1 декабря 2018 Нина Федорова

Отрывок из повести Нины Федоровой «Уйти по воде».

***

Как хорошо оказалось жить! Просто жить и быть на свете. Она не могла даже усидеть на месте толком, все время хотелось прыгать, бегать, куда-то лететь. «Скакаше, играя». «Веселыми ногами».

Однажды, дожидаясь Костика, от нечего делать опираясь руками на стол в большой комнате и подпрыгивая «веселыми ногами», Катя заметила на столе давнишний, еще весенний «Приходской листокъ», который выпускался в ее храме каждый месяц, — расписание служб, краткий перечень приходских новостей и проповедь отца Митрофана. «Смысл человеческой жизни — в страдании, — прыгнули ей в глаза черные буковки на серой бумаге. — Мы все ищем в жизни комфорта, радости, удобства.
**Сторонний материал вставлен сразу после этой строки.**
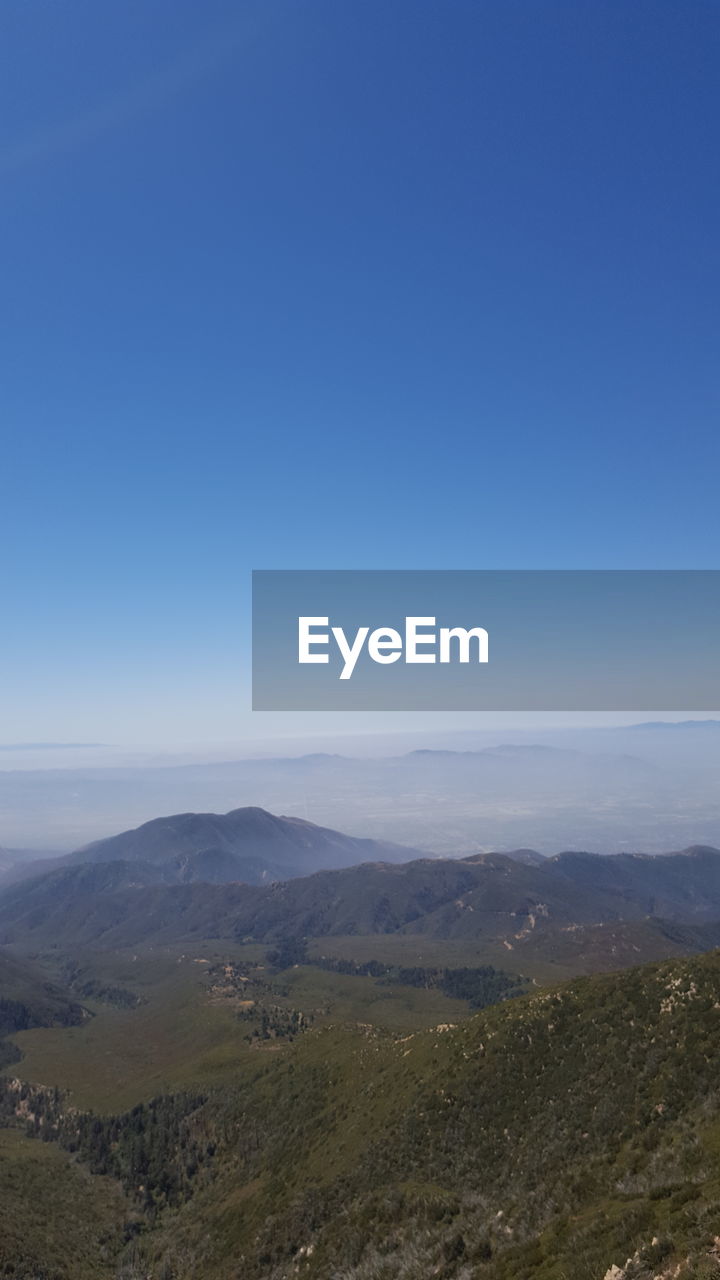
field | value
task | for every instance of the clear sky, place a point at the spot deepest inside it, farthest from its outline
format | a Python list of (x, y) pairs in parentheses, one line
[(428, 283)]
Хотим быть счастливыми. Страдать никто не хочет. А счастья нам Господь не обещал, потому что христианство — это страдание, жизнь христианина должна окончиться Голгофой, и только в этом единственная правда».

Катя засмеялась, подпрыгнула с листочком в руке, подкинула его к потолку, подбив снизу кулаком, так что выбила даже небольшое облачко пыли.
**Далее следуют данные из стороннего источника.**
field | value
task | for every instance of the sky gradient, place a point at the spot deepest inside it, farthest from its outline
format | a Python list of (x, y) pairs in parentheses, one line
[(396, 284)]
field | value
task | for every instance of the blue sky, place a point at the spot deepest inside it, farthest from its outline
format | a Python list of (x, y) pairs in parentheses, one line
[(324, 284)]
— Бедный, бедный отец Митрофан! — закричала она. — Неужели вы никогда никого не любили? Или просто очень давно никто не дарил вам леденцы? А очень хорошо было бы! — она подкинула листочек еще раз. — Чтобы хоть кто-то! Хоть иногда! Совал вам в руку чупа-чупс! Когда вы! Рассуждаете о страдании! Как о единственной! Правде! Очень, знаете ли! Приземляет! Получишь конфетку — и сразу перестаешь рассуждать о высоком.

Она запыхалась, положила немного помявшийся листок обратно на стол.

Слова отца Митрофана показались ей каким-то вымученным бредом, фальшью, неправдой. Неужто она раньше воспринимала это всерьез? Как это теперь было далеко! Смутно припомнились духота, тяжесть в ногах, свет паникадила, заливающий обращенные к алтарю лица, отец Митрофан на амвоне, неспешно рассказывающий об ужасах и грехах — всегда только об ужасах и грехах! Да уж, давно не слышала его проповедей — и вот результат: включился собственный разум.

И в самом деле — почему страдание, почему Голгофа? Почему обязательно жизнь человеческая должна быть мукой, если Бог есть любовь? Разве родители хотят, чтобы их дети страдали? А Бог разве хуже обычных земных родителей, разве меньше любит людей?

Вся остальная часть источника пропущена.